New campaign to attract more RE teachers amid shortage
New campaign to attract more RE teachers amid shortage[photo1]
A campaign has been launched by parliamentarians and faith groups to attract a new generation of Religious Education teachers.
It follows a year-on-year decline in the number of people applying to teach the subject.
The latest data from UCAS (the Universities and Colleges Admissions Service) shows a 22% drop in teacher recruitment across all subjects.
However, the fall in recruitment for RE teachers is even steeper, at 33%.
Despite the decline in RE teacher numbers, the subject is growing in popularity in school, with entries to the full GCSE course rising by 30% over the last decade.
Culham St Gabriel's Trust, which is supporting the campaign, blamed "government inaction" for the teacher shortage.

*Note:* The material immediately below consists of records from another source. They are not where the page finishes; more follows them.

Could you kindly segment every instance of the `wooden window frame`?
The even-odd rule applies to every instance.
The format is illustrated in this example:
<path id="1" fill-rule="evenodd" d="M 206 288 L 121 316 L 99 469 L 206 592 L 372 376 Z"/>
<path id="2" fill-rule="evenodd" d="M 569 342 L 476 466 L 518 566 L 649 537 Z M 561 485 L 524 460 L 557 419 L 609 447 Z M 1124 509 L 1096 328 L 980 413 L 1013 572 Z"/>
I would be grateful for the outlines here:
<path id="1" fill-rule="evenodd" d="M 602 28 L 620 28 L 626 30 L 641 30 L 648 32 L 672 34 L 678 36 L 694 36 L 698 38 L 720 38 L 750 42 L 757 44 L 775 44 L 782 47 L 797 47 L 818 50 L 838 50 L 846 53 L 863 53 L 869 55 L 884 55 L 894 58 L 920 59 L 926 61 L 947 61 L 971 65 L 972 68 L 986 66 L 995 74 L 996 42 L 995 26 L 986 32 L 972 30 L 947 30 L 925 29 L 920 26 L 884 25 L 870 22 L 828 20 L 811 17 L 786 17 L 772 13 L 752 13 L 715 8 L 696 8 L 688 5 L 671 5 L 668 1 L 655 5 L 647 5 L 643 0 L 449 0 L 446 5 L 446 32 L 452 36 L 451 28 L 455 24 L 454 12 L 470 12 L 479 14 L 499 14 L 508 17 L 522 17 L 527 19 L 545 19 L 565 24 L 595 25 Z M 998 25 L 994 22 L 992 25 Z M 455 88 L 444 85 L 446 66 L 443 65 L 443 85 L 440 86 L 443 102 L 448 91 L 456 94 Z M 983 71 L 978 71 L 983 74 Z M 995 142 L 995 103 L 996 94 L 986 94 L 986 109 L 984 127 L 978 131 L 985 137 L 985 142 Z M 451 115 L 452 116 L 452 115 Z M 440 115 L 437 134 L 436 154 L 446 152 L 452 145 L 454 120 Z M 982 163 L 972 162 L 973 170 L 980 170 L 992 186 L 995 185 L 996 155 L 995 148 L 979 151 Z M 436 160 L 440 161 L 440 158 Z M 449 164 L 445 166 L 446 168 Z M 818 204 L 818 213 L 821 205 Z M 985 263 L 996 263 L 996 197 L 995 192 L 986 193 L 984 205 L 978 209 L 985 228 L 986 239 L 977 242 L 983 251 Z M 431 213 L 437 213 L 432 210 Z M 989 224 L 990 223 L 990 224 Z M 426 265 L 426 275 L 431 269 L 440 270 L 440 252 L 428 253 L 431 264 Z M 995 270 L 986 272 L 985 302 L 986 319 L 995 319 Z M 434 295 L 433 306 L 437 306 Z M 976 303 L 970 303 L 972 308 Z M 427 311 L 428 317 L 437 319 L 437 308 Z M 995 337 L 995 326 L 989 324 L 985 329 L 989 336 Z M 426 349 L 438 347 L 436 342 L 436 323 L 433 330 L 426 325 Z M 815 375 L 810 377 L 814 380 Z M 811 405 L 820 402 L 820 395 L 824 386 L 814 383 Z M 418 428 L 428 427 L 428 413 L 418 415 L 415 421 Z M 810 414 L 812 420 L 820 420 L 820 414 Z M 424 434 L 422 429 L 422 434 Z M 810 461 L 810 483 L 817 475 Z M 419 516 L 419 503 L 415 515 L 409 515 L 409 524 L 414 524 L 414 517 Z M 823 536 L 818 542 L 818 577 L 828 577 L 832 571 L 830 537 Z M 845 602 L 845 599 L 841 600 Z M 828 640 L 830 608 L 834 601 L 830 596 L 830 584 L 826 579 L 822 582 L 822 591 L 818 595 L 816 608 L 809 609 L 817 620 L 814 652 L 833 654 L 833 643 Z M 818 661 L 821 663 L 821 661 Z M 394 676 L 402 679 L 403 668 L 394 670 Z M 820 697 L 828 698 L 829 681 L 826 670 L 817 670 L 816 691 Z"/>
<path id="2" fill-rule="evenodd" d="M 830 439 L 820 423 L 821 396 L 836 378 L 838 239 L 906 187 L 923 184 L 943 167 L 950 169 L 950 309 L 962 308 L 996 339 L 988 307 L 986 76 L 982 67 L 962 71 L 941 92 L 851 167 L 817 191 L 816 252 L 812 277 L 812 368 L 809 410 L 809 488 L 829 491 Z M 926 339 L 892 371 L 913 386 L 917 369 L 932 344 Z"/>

The Beyond the Ordinary campaign has been launched in a bid to reverse the downturn.
Kathryn Wright, Chief Executive Officer of the Culham St Gabriel's Trust, said: "Religious education is an important curriculum subject enabling children and young people to navigate our complex multi religious, multi secular society.
"Everyone has a worldview, and it's important we prepare young people to become free thinking, critical participants in public discourse, who can make informed judgements about matters of religion or belief and reflect meaningfully on the big questions in life."
Lord Karan Bilimoria said: "The latest teacher recruitment figures are deeply worrying. Parents are concerned, schools are concerned and so too the young people are missing out.
"As a Champion for RE, I've heard numerous times from students that this is one of the few times in the classroom where they get to say what they think about the world around them.
"At present we face doing a disservice to a generation of young people ill-equipped to deal with the complexities of belief in Britain and the world beyond.
"This campaign is about getting the best humanities graduates into the classroom to help them deliver a modern RE curriculum reflective of belief in our society."